Elezione del Consiglio federale da parte del popolo: un’iniziativa contro natura

Il prossimo 9 giugno saremo chiamati alle urne per esprimerci sull’iniziativa denominata “Elezione del Consiglio federale da parte del popolo”.  La prima domanda che sorge è a sapere quale miglioramento potrebbe apportare al funzionamento delle istituzioni politiche elvetiche una tale proposta. Per me la risposta è chiara: nessuno! Anzi, il pericolo è semmai che sregolerebbe i precisi e delicati meccanismi alla base della forza del nostro sistema, della sua stabilità e in definitiva del buon funzionamento del nostro Paese. Il nostro governo è uno dei tasselli più importanti di un sistema politico che affonda le sue radici nel lontano 1848. Fin qui ha sempre dato ottima prova, tanto e vero che ci è invidiato da tutto il mondo.

Se il risultati di un’impresa si leggono nella creazione di valore aggiunto per i propri azionisti, quelli di un Paese si misurano attraverso la sua competitività internazionale.

Sappiamo che il successo della Svizzera è eccezionale (basta gettare uno sguardo a cosa succede attorno a noi per rendersene conto) e non deriva soltanto dalle competenze dei suoi attori economici, ma anche dalle decisioni politiche favorevoli alla creazione e allo sviluppo delle condizioni quadro in cui gli stessi operano, alle quali il Consiglio federale ha contribuito in maniera determinante.

Voler cambiare un modello che funziona con il solo pretesto di rafforzare il ruolo del popolo (che comunque gode già di ampi diritti garantiti dal nostro sistema, unico al mondo, di democrazia semi-diretta) è un tentativo inutile che potrebbe anzi mettere a repentaglio l’invidiabile stabilità di cui gode la Svizzera.

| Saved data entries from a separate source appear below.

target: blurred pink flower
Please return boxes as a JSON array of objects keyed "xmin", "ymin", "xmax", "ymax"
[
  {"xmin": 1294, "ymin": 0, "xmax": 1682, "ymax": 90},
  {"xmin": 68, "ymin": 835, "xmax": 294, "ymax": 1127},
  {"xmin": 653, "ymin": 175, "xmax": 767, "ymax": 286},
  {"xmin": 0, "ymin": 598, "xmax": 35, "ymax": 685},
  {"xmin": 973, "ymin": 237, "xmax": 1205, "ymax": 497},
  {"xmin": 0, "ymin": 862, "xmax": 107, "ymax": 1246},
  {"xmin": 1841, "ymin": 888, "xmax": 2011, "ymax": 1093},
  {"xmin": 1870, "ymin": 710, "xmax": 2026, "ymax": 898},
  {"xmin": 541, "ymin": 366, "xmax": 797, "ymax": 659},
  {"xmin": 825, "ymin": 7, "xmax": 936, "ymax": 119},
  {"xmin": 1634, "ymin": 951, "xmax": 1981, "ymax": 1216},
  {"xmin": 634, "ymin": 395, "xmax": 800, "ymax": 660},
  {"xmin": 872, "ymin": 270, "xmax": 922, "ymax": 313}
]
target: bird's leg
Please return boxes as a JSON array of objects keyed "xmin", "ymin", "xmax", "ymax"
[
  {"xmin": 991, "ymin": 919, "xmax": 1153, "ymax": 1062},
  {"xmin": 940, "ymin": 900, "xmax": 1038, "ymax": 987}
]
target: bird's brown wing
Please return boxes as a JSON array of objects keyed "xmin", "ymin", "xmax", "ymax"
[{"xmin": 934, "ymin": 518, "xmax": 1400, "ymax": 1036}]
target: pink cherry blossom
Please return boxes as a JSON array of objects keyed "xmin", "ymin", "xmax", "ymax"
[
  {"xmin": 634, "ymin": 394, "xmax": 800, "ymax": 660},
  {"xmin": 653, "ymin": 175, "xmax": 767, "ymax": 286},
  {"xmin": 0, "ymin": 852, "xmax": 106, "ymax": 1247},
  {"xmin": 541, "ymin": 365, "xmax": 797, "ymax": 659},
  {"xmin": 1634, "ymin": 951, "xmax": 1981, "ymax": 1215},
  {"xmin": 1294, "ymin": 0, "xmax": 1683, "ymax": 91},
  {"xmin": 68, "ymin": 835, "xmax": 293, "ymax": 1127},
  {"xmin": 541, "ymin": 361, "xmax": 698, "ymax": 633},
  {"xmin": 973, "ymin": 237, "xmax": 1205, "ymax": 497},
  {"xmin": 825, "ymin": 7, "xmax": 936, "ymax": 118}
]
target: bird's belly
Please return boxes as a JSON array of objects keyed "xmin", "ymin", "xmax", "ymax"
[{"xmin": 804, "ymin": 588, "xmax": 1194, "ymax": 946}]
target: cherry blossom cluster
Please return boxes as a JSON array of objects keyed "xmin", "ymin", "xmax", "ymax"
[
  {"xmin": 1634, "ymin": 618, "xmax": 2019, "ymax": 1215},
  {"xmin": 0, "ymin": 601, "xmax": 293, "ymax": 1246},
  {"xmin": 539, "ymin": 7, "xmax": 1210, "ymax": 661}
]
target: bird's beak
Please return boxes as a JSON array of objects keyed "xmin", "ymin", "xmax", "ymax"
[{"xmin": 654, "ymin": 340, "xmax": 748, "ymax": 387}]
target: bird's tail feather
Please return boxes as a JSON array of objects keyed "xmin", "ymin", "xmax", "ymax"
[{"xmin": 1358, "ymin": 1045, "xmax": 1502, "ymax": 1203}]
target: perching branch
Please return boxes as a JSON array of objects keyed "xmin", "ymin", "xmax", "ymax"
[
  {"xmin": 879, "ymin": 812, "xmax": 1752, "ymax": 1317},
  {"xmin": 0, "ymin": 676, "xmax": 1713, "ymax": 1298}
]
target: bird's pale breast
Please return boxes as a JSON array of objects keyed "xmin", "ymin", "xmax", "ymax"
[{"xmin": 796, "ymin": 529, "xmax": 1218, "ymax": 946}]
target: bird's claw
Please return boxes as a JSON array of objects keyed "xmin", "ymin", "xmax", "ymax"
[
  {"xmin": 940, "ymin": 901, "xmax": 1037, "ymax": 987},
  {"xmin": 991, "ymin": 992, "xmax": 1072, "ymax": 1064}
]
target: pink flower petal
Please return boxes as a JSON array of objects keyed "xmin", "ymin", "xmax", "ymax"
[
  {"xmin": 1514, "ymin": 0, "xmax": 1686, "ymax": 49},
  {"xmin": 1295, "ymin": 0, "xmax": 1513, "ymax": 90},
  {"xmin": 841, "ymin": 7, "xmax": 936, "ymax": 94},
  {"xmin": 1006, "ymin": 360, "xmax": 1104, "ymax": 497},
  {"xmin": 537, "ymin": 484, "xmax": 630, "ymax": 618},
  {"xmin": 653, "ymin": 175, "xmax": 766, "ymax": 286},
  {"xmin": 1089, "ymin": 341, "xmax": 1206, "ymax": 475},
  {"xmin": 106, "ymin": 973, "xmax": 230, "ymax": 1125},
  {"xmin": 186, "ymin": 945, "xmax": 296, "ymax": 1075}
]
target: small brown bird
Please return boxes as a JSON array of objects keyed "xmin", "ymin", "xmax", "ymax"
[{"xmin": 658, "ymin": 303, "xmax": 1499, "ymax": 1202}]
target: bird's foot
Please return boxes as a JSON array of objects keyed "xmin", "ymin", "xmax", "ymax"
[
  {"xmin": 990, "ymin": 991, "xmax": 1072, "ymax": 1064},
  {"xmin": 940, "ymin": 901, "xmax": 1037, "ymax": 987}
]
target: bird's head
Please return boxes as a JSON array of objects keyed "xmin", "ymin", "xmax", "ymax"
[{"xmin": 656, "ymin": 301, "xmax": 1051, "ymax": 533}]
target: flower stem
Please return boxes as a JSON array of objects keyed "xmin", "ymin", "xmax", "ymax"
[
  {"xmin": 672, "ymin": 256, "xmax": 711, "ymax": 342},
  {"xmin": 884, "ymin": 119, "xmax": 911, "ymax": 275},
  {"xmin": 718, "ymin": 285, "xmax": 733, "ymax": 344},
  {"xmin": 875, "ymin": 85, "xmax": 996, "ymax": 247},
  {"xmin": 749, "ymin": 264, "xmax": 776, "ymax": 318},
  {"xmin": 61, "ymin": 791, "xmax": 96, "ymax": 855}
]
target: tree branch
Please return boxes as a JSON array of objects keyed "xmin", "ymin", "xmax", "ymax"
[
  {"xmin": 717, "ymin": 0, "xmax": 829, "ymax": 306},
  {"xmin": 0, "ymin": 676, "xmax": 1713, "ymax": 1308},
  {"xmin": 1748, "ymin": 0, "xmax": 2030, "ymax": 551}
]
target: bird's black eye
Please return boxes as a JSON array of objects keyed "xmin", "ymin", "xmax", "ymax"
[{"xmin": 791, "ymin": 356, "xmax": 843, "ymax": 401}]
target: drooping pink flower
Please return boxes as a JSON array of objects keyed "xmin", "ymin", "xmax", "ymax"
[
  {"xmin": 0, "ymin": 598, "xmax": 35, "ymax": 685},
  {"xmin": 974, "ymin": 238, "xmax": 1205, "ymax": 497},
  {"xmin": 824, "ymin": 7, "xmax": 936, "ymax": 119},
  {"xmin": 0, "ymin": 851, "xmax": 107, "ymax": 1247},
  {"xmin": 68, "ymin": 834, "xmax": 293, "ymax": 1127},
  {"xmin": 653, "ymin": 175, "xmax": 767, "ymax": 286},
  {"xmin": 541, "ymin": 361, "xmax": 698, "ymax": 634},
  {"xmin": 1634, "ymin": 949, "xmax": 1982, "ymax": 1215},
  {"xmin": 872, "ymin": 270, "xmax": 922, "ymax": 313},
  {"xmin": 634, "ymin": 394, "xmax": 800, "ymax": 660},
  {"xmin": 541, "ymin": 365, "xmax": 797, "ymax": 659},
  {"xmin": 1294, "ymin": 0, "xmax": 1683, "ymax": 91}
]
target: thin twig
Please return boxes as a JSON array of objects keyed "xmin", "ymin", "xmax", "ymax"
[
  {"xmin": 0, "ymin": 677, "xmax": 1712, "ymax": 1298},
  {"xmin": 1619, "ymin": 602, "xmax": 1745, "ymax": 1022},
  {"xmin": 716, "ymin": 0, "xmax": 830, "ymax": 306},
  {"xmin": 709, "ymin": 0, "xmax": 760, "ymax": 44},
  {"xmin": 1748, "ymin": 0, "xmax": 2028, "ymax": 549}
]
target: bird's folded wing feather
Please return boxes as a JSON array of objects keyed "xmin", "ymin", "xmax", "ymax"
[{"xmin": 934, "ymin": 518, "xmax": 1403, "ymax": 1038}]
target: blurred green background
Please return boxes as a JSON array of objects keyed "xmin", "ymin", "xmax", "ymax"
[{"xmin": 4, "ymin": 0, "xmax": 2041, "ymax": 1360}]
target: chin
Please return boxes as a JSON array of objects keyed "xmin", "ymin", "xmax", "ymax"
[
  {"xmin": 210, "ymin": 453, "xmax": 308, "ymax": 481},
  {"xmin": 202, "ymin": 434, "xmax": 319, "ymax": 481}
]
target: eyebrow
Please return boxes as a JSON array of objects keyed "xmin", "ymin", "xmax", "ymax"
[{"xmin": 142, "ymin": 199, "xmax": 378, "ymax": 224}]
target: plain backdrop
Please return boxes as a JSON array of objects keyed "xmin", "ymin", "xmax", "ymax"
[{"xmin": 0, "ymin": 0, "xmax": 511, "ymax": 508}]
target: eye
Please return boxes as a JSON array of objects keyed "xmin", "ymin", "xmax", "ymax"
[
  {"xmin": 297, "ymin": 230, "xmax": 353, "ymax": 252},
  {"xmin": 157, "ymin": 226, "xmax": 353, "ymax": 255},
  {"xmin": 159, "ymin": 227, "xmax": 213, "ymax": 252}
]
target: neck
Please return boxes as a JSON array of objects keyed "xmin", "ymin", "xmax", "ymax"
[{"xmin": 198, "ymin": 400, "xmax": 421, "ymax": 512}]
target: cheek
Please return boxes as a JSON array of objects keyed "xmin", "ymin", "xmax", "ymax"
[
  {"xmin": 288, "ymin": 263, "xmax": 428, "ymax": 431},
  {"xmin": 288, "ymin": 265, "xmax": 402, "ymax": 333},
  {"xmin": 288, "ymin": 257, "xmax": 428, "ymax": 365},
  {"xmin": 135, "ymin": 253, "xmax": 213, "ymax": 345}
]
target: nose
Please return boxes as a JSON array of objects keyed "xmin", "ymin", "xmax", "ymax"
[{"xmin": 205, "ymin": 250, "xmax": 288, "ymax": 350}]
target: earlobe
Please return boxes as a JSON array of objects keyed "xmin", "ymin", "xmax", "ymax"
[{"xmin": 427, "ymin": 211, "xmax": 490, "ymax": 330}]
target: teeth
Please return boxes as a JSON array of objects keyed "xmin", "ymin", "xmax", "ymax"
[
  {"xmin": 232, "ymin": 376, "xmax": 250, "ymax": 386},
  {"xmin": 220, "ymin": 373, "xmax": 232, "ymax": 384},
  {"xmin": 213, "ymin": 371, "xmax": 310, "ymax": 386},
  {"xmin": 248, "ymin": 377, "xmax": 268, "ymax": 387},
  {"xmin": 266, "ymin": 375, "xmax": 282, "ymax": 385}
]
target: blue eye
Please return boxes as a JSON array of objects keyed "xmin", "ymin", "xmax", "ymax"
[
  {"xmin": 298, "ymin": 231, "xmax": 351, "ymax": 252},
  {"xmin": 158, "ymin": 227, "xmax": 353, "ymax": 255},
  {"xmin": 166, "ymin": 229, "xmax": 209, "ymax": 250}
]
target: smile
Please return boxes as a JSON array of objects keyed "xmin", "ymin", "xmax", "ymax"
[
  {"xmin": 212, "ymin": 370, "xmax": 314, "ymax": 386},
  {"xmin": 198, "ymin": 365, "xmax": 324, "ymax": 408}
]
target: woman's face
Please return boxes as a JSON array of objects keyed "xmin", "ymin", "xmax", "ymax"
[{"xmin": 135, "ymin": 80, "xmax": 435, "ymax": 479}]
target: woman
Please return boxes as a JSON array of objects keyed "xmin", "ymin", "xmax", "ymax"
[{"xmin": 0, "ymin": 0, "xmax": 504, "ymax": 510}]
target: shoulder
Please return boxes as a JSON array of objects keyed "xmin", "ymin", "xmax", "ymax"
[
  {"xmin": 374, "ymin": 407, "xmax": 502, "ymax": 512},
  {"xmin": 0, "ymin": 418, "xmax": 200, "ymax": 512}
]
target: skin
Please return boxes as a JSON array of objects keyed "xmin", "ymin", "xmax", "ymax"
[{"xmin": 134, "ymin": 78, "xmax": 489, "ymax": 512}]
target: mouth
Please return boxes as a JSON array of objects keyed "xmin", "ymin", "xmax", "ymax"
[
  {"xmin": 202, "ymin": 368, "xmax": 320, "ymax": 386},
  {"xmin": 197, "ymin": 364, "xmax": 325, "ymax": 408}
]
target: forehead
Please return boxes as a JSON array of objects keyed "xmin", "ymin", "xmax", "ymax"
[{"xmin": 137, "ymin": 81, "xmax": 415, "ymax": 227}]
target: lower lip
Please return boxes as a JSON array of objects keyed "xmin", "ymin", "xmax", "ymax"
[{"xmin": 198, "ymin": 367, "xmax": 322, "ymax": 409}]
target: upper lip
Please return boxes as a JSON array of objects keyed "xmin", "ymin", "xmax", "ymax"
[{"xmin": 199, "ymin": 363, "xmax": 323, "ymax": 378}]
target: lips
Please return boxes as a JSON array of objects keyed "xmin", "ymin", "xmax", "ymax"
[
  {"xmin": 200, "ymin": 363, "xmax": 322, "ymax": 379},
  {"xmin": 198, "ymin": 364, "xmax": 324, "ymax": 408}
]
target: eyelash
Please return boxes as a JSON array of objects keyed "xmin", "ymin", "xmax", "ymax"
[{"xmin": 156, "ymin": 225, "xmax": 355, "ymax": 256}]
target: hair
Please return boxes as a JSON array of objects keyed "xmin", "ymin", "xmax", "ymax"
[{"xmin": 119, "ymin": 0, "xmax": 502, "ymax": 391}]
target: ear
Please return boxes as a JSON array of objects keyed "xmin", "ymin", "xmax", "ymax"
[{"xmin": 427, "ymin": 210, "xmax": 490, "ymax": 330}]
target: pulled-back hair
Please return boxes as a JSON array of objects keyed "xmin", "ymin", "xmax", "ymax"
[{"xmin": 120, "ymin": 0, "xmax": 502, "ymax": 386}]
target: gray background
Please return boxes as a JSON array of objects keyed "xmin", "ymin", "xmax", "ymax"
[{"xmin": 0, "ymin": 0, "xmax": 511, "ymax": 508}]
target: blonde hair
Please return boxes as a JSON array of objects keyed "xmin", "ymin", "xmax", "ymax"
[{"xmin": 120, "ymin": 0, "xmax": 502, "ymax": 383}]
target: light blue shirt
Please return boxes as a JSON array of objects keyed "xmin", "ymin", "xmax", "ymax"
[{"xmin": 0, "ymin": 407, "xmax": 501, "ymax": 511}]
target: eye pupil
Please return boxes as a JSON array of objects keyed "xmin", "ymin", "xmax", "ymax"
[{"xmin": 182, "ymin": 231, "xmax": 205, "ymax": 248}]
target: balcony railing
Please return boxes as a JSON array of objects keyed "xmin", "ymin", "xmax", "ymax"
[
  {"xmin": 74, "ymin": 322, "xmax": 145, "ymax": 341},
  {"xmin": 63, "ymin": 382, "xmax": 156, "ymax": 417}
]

Se però vogliamo parlare di un rafforzamento del potere esecutivo, come vorrebbero lasciare intendere i promotori dell’iniziativa popolare, la soluzione risiede nell’aumento dei suoi membri a 9, come chiesto fra l’altro da un’iniziativa cantonale del Ticino, respinta però di misura dal Parlamento grazie anche all’opposizione – guarda caso – di una buona parte dell’UDC.

La storia della Svizzera insegna che il successo delle riforme è strettamente legato alla loro compatibilità con la nostra tradizione democratica. In questo senso i salti nel buio come proposti dall’iniziativa vanno contro la natura stessa del nostro assetto istituzionale. Ritengo perciò preferibile continuare a lavorare al miglioramento del sistema attuale senza stravolgerne l’impostazione.

Diciamo pertanto NO a questa iniziativa inutile e controproducente.